The Velociraptor API :: Velociraptor

The Velociraptor API

Velociraptor can be fully controlled by external programs using the Velociraptor API. In this page you will learn how to connect to the server using the API and control it using a Python script to schedule collections on hosts and retrieve the results of those collections.

Connecting an external program to Velociraptor via the API can enable a SOAR like workflow, automating the launching and reading or artifact data.

This can increase the attack surface of the system, as compromise of the API keys can enable an attacker to act on the Velociraptor server with the permissions given to the key.

Please, be aware of the implications of allowing automated collection on endpoints and review the information in Artifact Security carefully.

Why an API?

Modern threat detection and DFIR work consists of many different products and tools all working together. In reality Velociraptor is just a part of a larger ecosystem consisting of network detections, SIEM or other tools. It is therefore important to ensure that Velociraptor integrates well with other tools.

Generally there are two main requirements for Velociraptor integration:

Velociraptor can itself control other systems. This can be achieved using VQL and the execve() or http_client() plugins (See Extending VQL for an example)
Velociraptor can be controlled by external tools. This allows external tools to enrich and automate Velociraptor using an external API

API Server

The Velociraptor API is exposed over a streaming gRPC server. The gRPC protocol allows encrypted and streaming communications between API clients (i.e. calling external programs) and Velociraptor itself.

The communication is encrypted and protected using mutual certificate authentication verified by the built in Velociraptor CA. This means that callers are identified by their client certificates which must be issued by the Velociraptor CA.

The Velociraptor API communications

The Velociraptor API itself is very simple, yet extremely powerful! It simply exposes a method called Query. Callers are able to run arbitrary VQL queries and stream the results over the single API call.

Since VQL allows for many tasks, from server administration, post processing of collection results and scheduling of new collections, the API is extremely flexible and powerful.

Protecting the API

The API is extremely powerful so it must be protected! The whole point of an API is to allow a client program (written in any language) to interact with Velociraptor. Since we use certificates to authenticate callers, the client program must present a certificate as part of its connection (This mechanism is built into gRPC).

The server can mint a certificate for the client program to use. This allows it to authenticate and establish a TLS connection with the API server.

By default the API server only listens on 127.0.0.1 - this allows scripts on the local machine to call into the API, but if you want to use an external caller you can change the server’s configuration file by setting the bind_address field under the API section to 0.0.0.0 allowing the API to bind on all interfaces. Following is the relevant excerpt from the configuration file.

API:
  hostname: www.example.com
  bind_address: 0.0.0.0
  bind_port: 8001
  bind_scheme: tcp
  pinned_gw_name: GRPC_GW

After this change the server will report on the logs that the API server is now listening on all interfaces.
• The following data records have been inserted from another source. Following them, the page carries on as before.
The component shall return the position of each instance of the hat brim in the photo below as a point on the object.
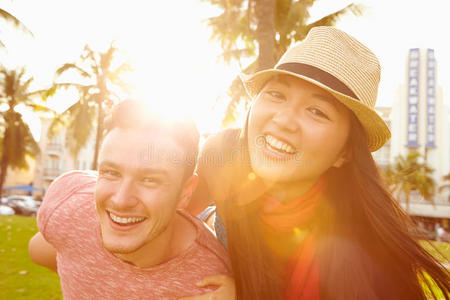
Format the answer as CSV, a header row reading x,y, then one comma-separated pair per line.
x,y
378,132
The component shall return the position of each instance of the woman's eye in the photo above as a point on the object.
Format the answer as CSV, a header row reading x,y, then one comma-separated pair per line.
x,y
109,173
149,180
275,94
318,113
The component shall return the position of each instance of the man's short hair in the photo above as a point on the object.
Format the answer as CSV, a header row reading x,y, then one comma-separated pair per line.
x,y
136,114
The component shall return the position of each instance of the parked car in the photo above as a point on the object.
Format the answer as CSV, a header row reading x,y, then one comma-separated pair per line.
x,y
23,205
6,210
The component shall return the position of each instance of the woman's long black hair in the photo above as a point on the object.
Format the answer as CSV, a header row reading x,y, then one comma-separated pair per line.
x,y
367,248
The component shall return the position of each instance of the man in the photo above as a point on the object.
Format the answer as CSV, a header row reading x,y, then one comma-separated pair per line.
x,y
121,234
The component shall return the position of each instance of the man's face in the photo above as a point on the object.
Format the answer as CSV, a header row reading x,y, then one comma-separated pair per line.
x,y
138,189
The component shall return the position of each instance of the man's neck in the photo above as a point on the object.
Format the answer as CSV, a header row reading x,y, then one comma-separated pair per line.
x,y
177,237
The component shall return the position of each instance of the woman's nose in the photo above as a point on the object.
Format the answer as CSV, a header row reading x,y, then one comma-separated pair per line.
x,y
287,119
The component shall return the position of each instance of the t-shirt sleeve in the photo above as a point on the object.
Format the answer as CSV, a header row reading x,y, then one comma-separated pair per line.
x,y
59,191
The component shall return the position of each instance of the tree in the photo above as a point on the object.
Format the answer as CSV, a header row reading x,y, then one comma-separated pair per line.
x,y
408,174
261,31
446,183
99,78
17,140
6,16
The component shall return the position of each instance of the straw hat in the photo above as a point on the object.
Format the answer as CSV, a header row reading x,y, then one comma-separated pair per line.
x,y
338,63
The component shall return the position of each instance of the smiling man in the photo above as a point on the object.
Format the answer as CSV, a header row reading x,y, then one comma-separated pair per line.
x,y
123,233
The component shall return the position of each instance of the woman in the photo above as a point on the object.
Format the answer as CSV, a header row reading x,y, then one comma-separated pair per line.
x,y
306,213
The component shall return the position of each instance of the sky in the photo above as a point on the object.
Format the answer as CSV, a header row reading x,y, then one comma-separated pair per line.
x,y
176,64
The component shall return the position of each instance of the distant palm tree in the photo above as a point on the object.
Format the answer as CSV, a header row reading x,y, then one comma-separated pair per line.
x,y
99,77
6,16
261,31
17,140
408,174
446,184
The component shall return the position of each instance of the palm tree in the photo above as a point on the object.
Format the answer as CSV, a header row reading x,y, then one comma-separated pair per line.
x,y
99,76
446,183
17,140
261,31
408,174
6,16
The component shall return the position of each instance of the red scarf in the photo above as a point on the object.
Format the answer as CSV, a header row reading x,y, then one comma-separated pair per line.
x,y
302,269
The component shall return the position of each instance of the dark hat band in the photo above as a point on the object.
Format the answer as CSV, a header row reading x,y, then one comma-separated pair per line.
x,y
318,75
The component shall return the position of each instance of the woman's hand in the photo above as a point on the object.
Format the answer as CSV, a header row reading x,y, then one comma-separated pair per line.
x,y
226,290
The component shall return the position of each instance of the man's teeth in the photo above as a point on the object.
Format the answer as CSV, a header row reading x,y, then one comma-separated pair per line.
x,y
125,220
279,145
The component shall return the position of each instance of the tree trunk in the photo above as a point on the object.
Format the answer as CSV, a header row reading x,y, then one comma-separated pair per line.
x,y
99,135
265,33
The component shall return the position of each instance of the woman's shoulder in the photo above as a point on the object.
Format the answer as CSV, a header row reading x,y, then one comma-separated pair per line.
x,y
221,140
215,163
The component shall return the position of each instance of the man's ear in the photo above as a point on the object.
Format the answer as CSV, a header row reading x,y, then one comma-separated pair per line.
x,y
345,157
186,192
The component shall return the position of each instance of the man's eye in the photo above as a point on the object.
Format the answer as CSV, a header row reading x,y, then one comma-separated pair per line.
x,y
149,180
318,113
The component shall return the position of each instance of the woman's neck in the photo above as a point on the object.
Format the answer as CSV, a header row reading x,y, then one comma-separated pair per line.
x,y
288,191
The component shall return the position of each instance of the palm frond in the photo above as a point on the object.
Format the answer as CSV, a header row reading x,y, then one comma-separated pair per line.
x,y
16,22
72,66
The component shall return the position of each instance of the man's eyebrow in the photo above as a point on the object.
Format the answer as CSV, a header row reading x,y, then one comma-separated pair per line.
x,y
328,99
107,163
153,170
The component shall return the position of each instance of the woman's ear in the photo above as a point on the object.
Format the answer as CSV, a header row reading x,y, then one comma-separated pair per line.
x,y
345,157
187,190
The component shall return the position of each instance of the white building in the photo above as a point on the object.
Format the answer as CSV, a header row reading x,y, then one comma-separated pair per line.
x,y
419,121
55,157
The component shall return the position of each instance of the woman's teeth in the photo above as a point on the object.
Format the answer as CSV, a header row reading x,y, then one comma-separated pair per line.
x,y
279,145
125,221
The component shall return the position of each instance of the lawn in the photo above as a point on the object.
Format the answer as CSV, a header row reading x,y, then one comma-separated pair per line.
x,y
21,279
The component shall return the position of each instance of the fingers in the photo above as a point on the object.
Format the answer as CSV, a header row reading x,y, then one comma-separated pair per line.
x,y
215,280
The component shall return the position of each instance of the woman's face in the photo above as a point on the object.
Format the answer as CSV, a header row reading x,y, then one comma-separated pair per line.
x,y
296,131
[INFO] 2021-11-07T01:57:26+10:00 Starting gRPC API server on 0.0.0.0:8001

Creating an API client configuration

You can create a new client api config file which includes a client certificate that allows the client program to identify itself with the server. The server will verify that the certificate is signed by the Velociraptor CA prior to accepting connections. The produced YAML file contains private keys, public certificates, the CA’s certificate, and connection parameters.

Example:

$ velociraptor --config server.config.yaml config api_client --name Mike --role administrator api.config.yaml

This command can be broken into:

--config server.config.yaml: load the server config which contains the CA private keys needed to sign a new minted certificate. This also allows the CLI command to create a new user in the server’s datastore.
config api_client: generate an api_client configuration, including client certificate.
--name Mike: Certificates represent user identities. The name of the certificate will be used to identify the caller and enforce ACLs on it. If the user does not exist then it will be created in the datastore and the server will need to be restarted for it to recognize the new user.
--role administrator: This option will also assign a role to the new identity. The role is used to test permissions of what the caller may do. If --role is specified then the user will be created on the server if it does not already exist. In the example above the user is granted the role administrator which includes all the permissions of the minimal API role api - see note below.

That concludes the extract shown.